Ingersoll Rand (IR- $103.52) Mildly bullish near-term, which would turn more positive on a breakout of November highs at $105.18 which looks forthcoming in the days/weeks ahead. IR has been consolidating gains since early October, but has formed a Cup and Handle pattern in the last two months that favors owning the stock at current levels for an upcoming move back to new highs. Momentum has lessened in the last couple months on this churning of late, creating what's thought to be an excellent risk/reward for buying ahead of the upcoming move. Positioning long at current levels targets $110-$115 while downside should be capped at $99.64, an area that's a stop to current longs. Technically speaking, the first daily close up above $105.18 should constitute a chance to add to longs. On an intermediate-term basis, IR has been overbought since last year, but yet has not yet shown any real trend deterioration that warrants any concern.

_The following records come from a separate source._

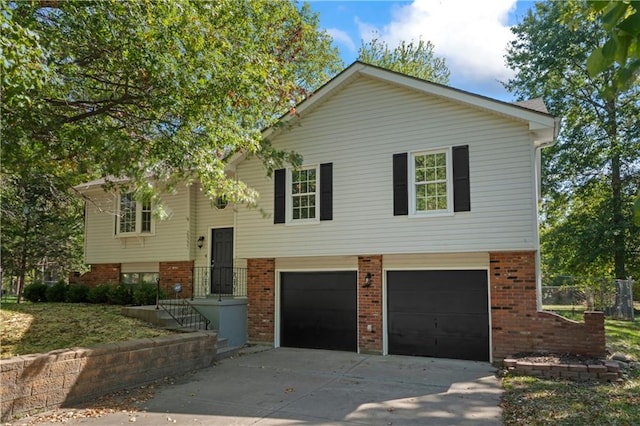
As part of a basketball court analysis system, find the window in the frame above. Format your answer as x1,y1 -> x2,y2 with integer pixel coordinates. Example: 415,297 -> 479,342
273,163 -> 333,224
412,151 -> 450,213
392,145 -> 471,216
290,168 -> 317,220
120,272 -> 160,284
116,193 -> 153,235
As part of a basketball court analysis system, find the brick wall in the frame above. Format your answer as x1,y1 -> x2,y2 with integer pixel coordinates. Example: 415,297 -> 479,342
247,259 -> 276,345
357,255 -> 383,354
75,263 -> 120,287
0,332 -> 217,422
158,260 -> 193,298
489,252 -> 605,360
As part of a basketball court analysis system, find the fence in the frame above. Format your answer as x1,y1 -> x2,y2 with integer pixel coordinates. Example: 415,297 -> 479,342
542,277 -> 634,320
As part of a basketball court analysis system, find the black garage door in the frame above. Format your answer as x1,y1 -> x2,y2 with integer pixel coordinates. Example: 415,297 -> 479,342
387,271 -> 489,361
280,271 -> 358,351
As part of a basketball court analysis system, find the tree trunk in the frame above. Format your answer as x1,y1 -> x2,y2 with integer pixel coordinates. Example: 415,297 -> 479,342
607,100 -> 627,280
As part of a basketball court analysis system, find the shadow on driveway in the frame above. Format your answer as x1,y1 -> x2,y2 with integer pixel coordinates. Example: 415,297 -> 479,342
43,347 -> 502,426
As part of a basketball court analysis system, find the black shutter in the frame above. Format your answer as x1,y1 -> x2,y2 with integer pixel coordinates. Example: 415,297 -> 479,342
320,163 -> 333,220
453,145 -> 471,212
273,169 -> 287,223
393,152 -> 409,216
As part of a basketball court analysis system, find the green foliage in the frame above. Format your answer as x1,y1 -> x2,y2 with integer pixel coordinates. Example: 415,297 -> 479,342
108,284 -> 133,305
133,283 -> 167,305
87,284 -> 113,304
45,283 -> 67,303
1,0 -> 342,206
358,38 -> 450,84
0,171 -> 83,302
23,282 -> 47,303
65,284 -> 89,303
505,1 -> 640,279
581,0 -> 640,95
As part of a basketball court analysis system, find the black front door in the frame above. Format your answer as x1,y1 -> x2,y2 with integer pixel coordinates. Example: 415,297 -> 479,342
211,228 -> 233,295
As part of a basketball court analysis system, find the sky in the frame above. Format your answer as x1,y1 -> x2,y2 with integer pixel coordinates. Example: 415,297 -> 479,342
307,0 -> 534,101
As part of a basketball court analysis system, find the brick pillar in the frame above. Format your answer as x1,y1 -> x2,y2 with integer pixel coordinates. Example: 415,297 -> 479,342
76,263 -> 120,287
357,255 -> 382,354
158,260 -> 193,298
489,252 -> 537,358
490,252 -> 605,361
247,259 -> 276,345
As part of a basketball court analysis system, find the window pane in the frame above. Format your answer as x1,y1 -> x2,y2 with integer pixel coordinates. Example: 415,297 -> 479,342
120,194 -> 136,232
140,272 -> 158,284
291,169 -> 317,220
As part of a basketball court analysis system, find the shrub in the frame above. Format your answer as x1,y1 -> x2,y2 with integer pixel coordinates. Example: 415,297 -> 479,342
108,284 -> 133,305
22,283 -> 47,303
87,284 -> 112,303
45,282 -> 67,303
133,283 -> 166,305
65,284 -> 89,303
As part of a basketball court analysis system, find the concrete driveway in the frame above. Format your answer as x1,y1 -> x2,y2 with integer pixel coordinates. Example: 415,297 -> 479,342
42,347 -> 502,426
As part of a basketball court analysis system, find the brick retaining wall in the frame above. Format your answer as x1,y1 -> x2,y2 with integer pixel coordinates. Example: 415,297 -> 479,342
0,332 -> 217,422
503,358 -> 622,383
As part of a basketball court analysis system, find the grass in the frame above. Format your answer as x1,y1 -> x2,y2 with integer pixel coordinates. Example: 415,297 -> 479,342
0,297 -> 171,358
502,310 -> 640,426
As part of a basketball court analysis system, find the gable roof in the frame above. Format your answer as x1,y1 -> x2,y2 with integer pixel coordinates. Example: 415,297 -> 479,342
263,61 -> 559,146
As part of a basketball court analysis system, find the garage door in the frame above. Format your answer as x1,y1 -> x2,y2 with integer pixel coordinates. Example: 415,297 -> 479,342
280,271 -> 357,351
387,271 -> 489,361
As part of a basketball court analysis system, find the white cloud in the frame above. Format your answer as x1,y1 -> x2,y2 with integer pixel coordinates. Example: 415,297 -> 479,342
327,28 -> 356,52
356,0 -> 516,83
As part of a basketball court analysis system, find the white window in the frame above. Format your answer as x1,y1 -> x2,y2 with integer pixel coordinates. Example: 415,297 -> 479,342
116,193 -> 153,235
410,149 -> 453,215
288,167 -> 319,222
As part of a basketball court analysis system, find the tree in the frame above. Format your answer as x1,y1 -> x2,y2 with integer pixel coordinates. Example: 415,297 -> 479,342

United Continental Holdings, Inc (UAL-$96.70) Bullish, with this recent XAL breakout helping leaders like UAL to extend gains in a fashion that should allow additional outperformance to continue. Last week's breakout in the Transports was largely led by the Airlines which have shown some good relative strength with WTI Crude having pulled back sharply. UAL has been the top performing stock of any of the 20 members in the DJ Transportation Avg in the last 3 months, with gains of 10.29% YTD. The recent rally back above $90 was constructive in that it exceeded the highs of a giant consolidation pattern that had been ongoing for the stock over the last three years. While overbought on a monthly basis and beginning to show some negative momentum divergence, this stock is likely to show further strength in the month of December with near-term targets at $100, and then $105 before any slowdown. Minor weakness in the next week should prove buyable technically with only a pullback under $91.65 preventing this from climbing higher into year-end.


FedEx Corp (FDX- $229.00) Near-term bullish for a move to 245-250, but doubtful this gets back above November highs right away. The pattern in FDX has improved as of late last week with the ability of prices to have pushed up over $225 which effectively broke out of this near-term triangle. While the longer-term pattern is largely neutral and unconvincing since January's peak, the short-term prognosis looks attractive given the recent improvement in momentum and ability to turn back higher over $225. Movement up to $240-$250 looks likely in the weeks ahead as the Industrials complex starts to improve. If in the event this can get back over $259.25 from mid-September, that would improve its intermediate-term chances. For now, FDX is attractive technically for an above-average bounce into year end, and is likely to play catchup. Longs encouraged here technically, looking to buy any dips though with stops at $222.